It sure looks like a party ... but too much of a group thing could hurt you. (Illustration via The New York Times )
First of all, too much team exposure may make you sick. Studies show that open-plan offices make workers hostile, insecure and distracted. They’re also more likely to suffer from high blood pressure, stress, the flu and exhaustion, the NYT piece says.
Groupfink
In a recent article in the Career Advice section of The Globe and Mail, Barbara Moses, and organizational career management consultant, laments the “team player” badge, stating right off the top that she’s tired of people who robotically boast about what great team players they are.

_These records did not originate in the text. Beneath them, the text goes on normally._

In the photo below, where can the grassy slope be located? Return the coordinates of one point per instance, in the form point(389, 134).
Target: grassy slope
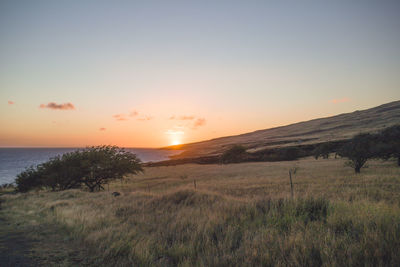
point(239, 214)
point(333, 128)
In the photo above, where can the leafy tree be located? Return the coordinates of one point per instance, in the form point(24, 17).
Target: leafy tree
point(235, 154)
point(389, 143)
point(358, 150)
point(92, 167)
point(323, 150)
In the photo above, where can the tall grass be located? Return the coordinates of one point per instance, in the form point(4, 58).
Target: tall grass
point(239, 215)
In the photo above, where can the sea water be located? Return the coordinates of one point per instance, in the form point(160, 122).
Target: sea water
point(15, 160)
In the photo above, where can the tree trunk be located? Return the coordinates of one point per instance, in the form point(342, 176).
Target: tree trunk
point(357, 169)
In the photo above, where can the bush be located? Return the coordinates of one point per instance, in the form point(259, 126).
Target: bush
point(389, 143)
point(235, 154)
point(358, 150)
point(92, 167)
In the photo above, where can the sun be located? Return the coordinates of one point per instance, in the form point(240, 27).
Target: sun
point(175, 142)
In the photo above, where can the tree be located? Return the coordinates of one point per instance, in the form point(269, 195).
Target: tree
point(235, 154)
point(323, 150)
point(358, 150)
point(389, 143)
point(92, 167)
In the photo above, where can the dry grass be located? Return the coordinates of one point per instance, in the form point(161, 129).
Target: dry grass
point(238, 215)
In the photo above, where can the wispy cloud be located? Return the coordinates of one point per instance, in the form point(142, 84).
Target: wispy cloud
point(133, 113)
point(120, 117)
point(182, 118)
point(199, 122)
point(192, 122)
point(55, 106)
point(340, 100)
point(175, 132)
point(145, 118)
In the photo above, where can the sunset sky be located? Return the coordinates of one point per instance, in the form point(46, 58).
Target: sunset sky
point(155, 73)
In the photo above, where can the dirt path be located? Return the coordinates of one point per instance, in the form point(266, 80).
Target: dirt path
point(24, 244)
point(14, 247)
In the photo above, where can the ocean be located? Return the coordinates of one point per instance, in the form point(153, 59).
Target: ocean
point(15, 160)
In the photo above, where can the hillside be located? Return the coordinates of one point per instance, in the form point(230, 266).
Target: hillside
point(333, 128)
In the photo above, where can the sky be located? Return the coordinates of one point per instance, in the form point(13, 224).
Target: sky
point(155, 73)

In the throes of groupthink, Moses says many of her clients:
-Routinely shut up about work decisions they don’t agree with;
-Do things that run counter to what they believe is right; and
-Stay quiet because they dread being branded “not a good team player”.
Grouplink
In time, these reactions become habitual – and the employee’s sense of self becomes overly tied into their identity as a team member, Moses explains. And when they lose or leave their groupthink-rich job, she says they often:
-Lose their sense of identity and can become vulnerable to depression;
-Find it challenging to secure new employment – in job interviews, they find it difficult to separate their individual accomplishment and contributions from those of the team; and
-Find it difficult to adjust to work realities that demand more autonomous decision-making, more movement from project to project, and team to team.

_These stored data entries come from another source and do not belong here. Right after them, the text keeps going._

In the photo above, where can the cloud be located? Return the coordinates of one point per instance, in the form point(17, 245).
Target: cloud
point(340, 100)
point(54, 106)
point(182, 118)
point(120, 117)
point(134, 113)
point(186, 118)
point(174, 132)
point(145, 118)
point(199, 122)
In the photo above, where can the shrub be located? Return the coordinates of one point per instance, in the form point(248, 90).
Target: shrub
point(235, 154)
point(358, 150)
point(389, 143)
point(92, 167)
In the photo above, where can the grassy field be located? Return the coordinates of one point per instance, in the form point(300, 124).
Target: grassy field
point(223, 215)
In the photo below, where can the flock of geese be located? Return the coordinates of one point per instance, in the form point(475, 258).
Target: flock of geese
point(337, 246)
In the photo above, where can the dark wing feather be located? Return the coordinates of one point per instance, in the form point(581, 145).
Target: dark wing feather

One of the hints that someone has been adversely-influenced by groupthink, Moses says, is when a person describes his or her accomplishments as a “we,” as in: “We did such and such …”
Groupshrink
The psychological and social mechanisms behind groupthink has been well-documented – and debated – over the years.

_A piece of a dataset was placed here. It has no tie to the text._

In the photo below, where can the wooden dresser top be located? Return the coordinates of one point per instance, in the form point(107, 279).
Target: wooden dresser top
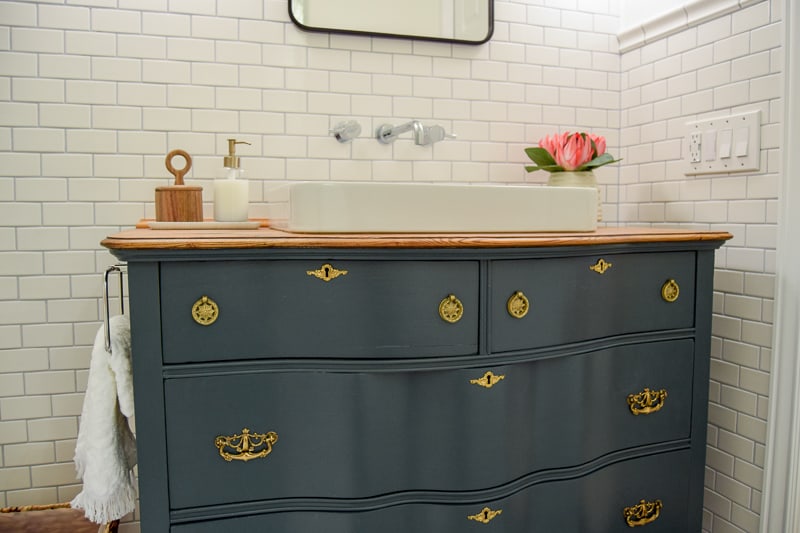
point(265, 237)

One essential feature seems to be that people in groups tend to sit back and let others do the work; they instinctively mimic others’ opinions and lose sight of their own; and, often succumb to peer pressure, Cain writes, citing that Emory University neuroscientist Gregory Berns found that when we take a stance different from the group’s, we activate the amygdala, a small organ in the brain associated with the fear of rejection. Professor Berns calls this “the pain of independence.”
Cain posits that most humans have two contradictory impulses: we love and need one another, yet we crave privacy and autonomy.
In the age of “the new groupthink”, which should prevail?